There were 1,866 households in Hartwell, of which 29.0% had children under the age of 18 living in them. Of all households, 30.9% were married-couple households, 16.9% were households with a male householder and no spouse or partner present, and 46.9% were households with a female householder and no spouse or partner present. About 37.9% of all households were made up of individuals and 21.3% had someone living alone who was 65 years of age or older. There were 1,013 families residing in the city.

There were 2,095 housing units, of which 10.9% were vacant. The homeowner vacancy rate was 2.6% and the rental vacancy rate was 5.3%.

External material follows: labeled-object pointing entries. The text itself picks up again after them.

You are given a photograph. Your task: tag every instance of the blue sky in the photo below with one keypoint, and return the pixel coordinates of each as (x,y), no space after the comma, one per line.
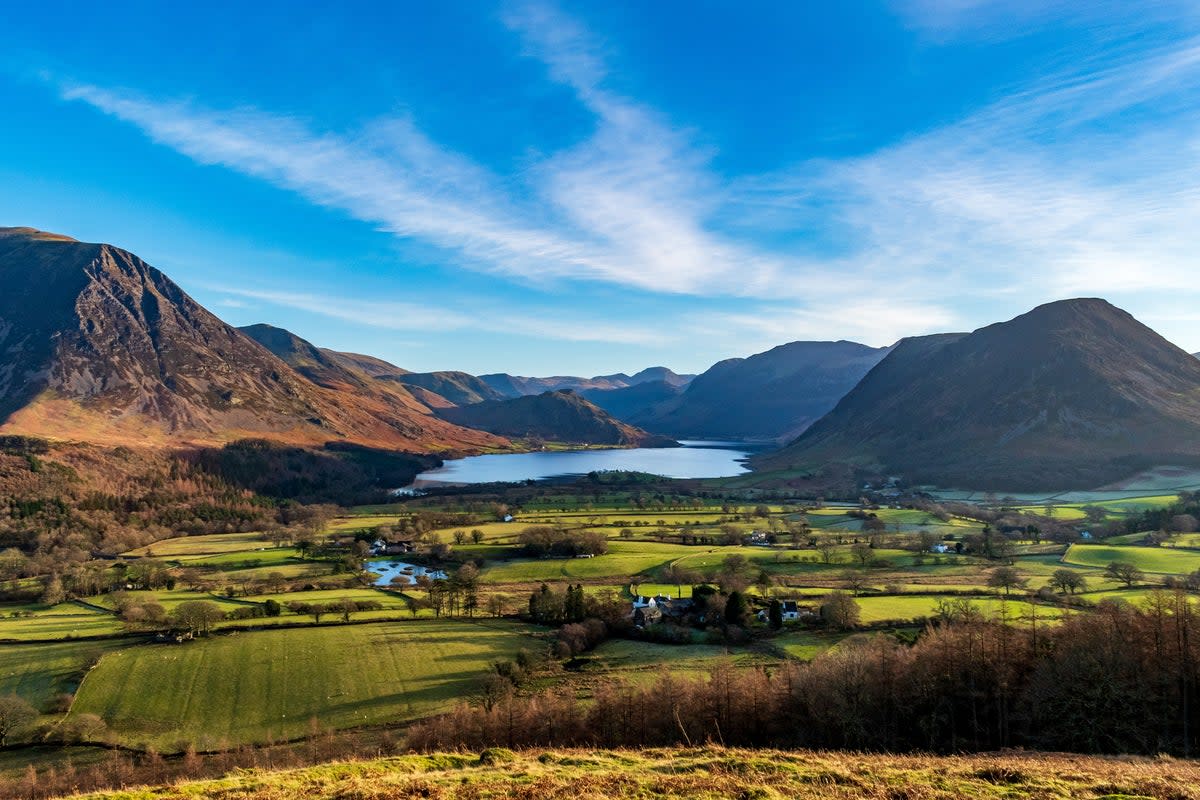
(582,188)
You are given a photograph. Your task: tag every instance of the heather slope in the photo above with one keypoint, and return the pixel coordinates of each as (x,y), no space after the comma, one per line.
(552,416)
(706,773)
(1071,395)
(772,395)
(99,346)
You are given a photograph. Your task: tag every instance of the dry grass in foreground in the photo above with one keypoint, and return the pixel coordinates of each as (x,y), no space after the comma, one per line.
(703,773)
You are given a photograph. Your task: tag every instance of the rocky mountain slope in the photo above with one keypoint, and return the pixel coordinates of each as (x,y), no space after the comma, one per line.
(552,416)
(1071,395)
(99,346)
(520,386)
(772,395)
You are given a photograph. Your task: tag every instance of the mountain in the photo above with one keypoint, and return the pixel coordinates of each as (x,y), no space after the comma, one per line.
(660,374)
(633,402)
(1071,395)
(520,386)
(551,416)
(99,346)
(457,388)
(367,365)
(772,395)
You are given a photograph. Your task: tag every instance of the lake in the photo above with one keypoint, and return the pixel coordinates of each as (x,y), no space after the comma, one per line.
(694,459)
(389,570)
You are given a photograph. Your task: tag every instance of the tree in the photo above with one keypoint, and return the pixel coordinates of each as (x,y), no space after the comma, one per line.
(856,582)
(1068,582)
(53,594)
(497,605)
(736,609)
(197,615)
(1007,578)
(678,576)
(16,715)
(775,614)
(840,611)
(1123,571)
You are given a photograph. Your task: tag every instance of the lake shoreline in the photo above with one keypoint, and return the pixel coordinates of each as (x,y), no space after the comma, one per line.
(693,459)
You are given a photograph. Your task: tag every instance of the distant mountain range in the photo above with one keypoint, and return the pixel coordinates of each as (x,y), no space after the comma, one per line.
(1071,395)
(559,415)
(773,395)
(97,346)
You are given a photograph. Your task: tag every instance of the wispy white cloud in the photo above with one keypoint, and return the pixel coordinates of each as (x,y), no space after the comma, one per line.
(1084,182)
(424,317)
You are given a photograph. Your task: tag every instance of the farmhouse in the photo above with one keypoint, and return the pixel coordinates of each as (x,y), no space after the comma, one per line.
(648,615)
(792,612)
(384,547)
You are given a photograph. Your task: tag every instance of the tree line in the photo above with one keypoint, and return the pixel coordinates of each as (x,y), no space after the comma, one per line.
(1116,680)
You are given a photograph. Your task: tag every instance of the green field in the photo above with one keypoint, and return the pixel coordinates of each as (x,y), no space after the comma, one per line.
(40,672)
(63,621)
(1164,560)
(808,645)
(183,546)
(897,608)
(253,687)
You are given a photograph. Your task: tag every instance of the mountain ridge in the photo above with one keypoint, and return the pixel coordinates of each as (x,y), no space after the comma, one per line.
(99,346)
(1069,395)
(561,415)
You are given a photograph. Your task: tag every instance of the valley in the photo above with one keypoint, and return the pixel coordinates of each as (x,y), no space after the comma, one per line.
(205,563)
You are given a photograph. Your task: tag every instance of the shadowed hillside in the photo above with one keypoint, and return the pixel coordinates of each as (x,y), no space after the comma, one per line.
(1072,395)
(99,346)
(768,396)
(552,416)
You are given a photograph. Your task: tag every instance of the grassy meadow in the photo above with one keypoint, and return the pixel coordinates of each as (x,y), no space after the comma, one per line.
(393,659)
(706,773)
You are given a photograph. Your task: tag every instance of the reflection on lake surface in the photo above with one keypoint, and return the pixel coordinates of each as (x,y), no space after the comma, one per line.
(389,570)
(694,459)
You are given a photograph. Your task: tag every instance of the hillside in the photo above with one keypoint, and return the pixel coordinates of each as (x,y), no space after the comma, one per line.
(457,388)
(707,771)
(520,386)
(1071,395)
(772,395)
(99,346)
(630,402)
(552,416)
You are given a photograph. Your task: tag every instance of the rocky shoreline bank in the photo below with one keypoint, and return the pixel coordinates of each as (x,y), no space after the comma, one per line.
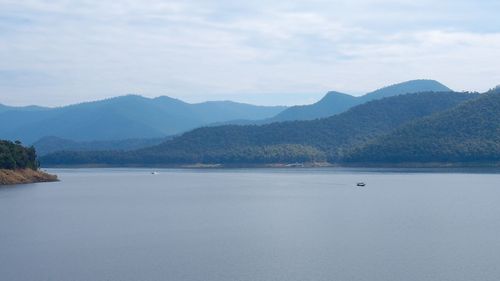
(23,176)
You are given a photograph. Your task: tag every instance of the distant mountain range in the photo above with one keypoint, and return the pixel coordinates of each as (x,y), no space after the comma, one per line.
(126,117)
(48,145)
(134,117)
(335,102)
(336,139)
(468,133)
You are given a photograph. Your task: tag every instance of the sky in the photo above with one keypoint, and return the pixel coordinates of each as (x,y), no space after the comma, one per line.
(57,52)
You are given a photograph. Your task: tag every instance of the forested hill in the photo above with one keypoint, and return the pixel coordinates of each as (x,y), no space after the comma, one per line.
(15,156)
(335,102)
(126,117)
(469,133)
(316,140)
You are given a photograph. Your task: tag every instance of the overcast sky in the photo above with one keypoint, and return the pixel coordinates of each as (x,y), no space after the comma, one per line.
(55,52)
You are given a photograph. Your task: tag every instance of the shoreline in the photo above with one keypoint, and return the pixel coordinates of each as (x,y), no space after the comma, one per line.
(293,165)
(24,176)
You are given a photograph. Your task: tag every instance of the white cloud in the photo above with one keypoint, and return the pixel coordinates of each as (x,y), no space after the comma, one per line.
(64,51)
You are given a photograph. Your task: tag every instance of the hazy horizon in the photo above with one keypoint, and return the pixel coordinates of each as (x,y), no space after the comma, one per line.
(282,53)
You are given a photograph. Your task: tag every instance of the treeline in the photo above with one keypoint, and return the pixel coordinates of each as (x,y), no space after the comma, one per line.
(468,133)
(330,139)
(15,156)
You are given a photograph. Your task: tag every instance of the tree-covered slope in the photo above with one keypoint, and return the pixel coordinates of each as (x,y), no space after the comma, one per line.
(467,133)
(335,102)
(48,145)
(122,118)
(15,156)
(316,140)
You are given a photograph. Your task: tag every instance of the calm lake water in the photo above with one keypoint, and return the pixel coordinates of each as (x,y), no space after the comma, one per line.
(282,225)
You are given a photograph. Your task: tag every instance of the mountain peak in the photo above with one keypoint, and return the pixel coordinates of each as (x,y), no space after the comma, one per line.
(408,87)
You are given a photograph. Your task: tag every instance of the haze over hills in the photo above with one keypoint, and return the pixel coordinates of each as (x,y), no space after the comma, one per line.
(325,139)
(469,133)
(48,145)
(335,102)
(125,117)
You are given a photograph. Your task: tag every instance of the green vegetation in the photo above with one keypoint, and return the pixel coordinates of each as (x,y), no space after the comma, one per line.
(331,139)
(15,156)
(469,133)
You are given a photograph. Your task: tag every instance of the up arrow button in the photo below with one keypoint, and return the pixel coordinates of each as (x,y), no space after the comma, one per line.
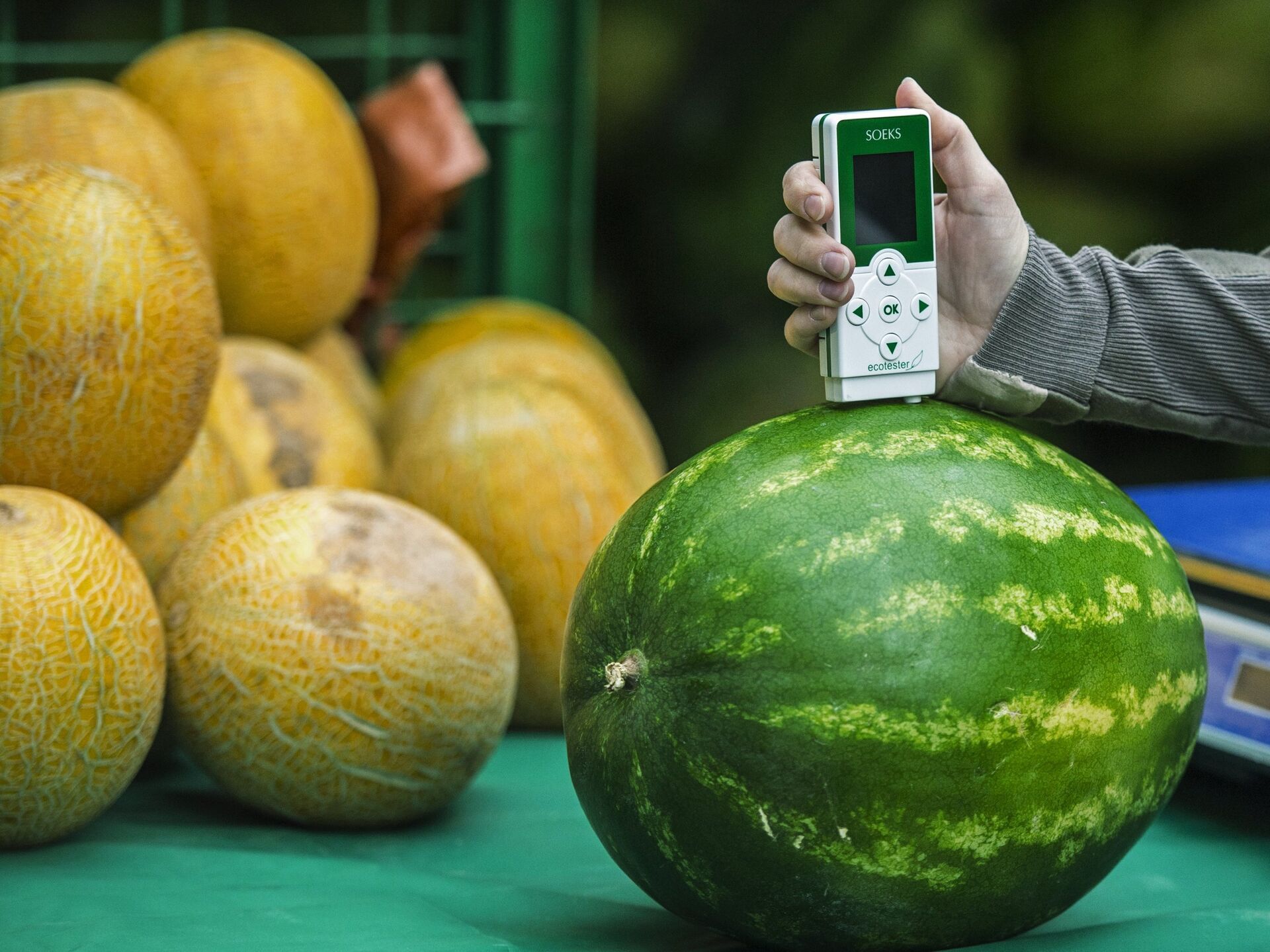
(888,266)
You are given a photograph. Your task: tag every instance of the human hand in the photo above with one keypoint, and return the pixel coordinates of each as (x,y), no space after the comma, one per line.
(981,243)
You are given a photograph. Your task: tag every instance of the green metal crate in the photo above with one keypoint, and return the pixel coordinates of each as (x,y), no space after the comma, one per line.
(525,70)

Hartwell Racial Composition
| Race | Num. | Perc. |
|---|---|---|
| White | 2,568 | 57.45% |
| Black or African American | 1,526 | 34.14% |
| Native American | 5 | 0.11% |
| Asian | 68 | 1.52% |
| Other/Mixed | 177 | 3.96% |
| Hispanic or Latino | 126 | 2.82% |

===2010 census===
As of the census of 2010, there were 4,469 people. There were 2,266 housing units. The racial makeup of the city was 61.33% White, 34.53% African American, 0.13% Native American, 0.62% Asian, 0% Pacific Islander, 0.33% from other races, and 1.77% from two or more races. Hispanic or Latino of any race were 3.07% of the population.

===Income and poverty===
The median income for a household in the city was $29,128 and the median income for a family was $45,909. The per capita income for the city was $18,937. About 15.4% of families and 23.1% of the population were below the poverty line, including 21.5% of those under age 18 and 20.6% of those age 65 or over.
==Education==
===Hart County School District===
The Hart County School District holds pre-school to grade twelve, and consists of three elementary schools, a middle school, a high school, and an academy school. The district has 230 full-time teachers and over 3,564 students.
- Hartwell Elementary School
- North Hart Elementary School
- South Hart Elementary School
- Hart County Middle School
- Hart County High School
- Hart County Academy

===Hart County Public Library===
The Hart County Public Library was begun in 1938 with rooms over Homer Herndon's drug store, then moved to the County Courthouse in 1941 until 1968 when the courthouse burned down. It was then located in the County School Board building until funds were raised for a permanent building in 1975.

==Controversy==
The Hartwell Police Department was mentioned during an August 2024 podcast interview by YouTuber DG Hamblin with a former Hartwell Police Officer who discussed supervisors' contact with the controversial Poulan Police Department Police Chief, as well as supervisors' apparent lack of knowledge of lawful policing procedures, to include several falsehoods in police documentation that was showcased in a redacted documents release. DG Hamblin posted both the interview and the redacted documents on his YouTube Channel, The DG Hamblin Show.

==Notable people==

- Donald Burdick – retired Army major general and director of the Army National Guard.
- Jerry C. Davis (born 1943) – controversial longtime president of College of the Ozarks
- Blind Simmie Dooley (1881–1967) – country and blues singer.
- Mike Hubbard – Former Speaker of the Alabama House of Representatives and convicted felon.
- Kaimon Rucker – Linebacker for the Baltimore Ravens.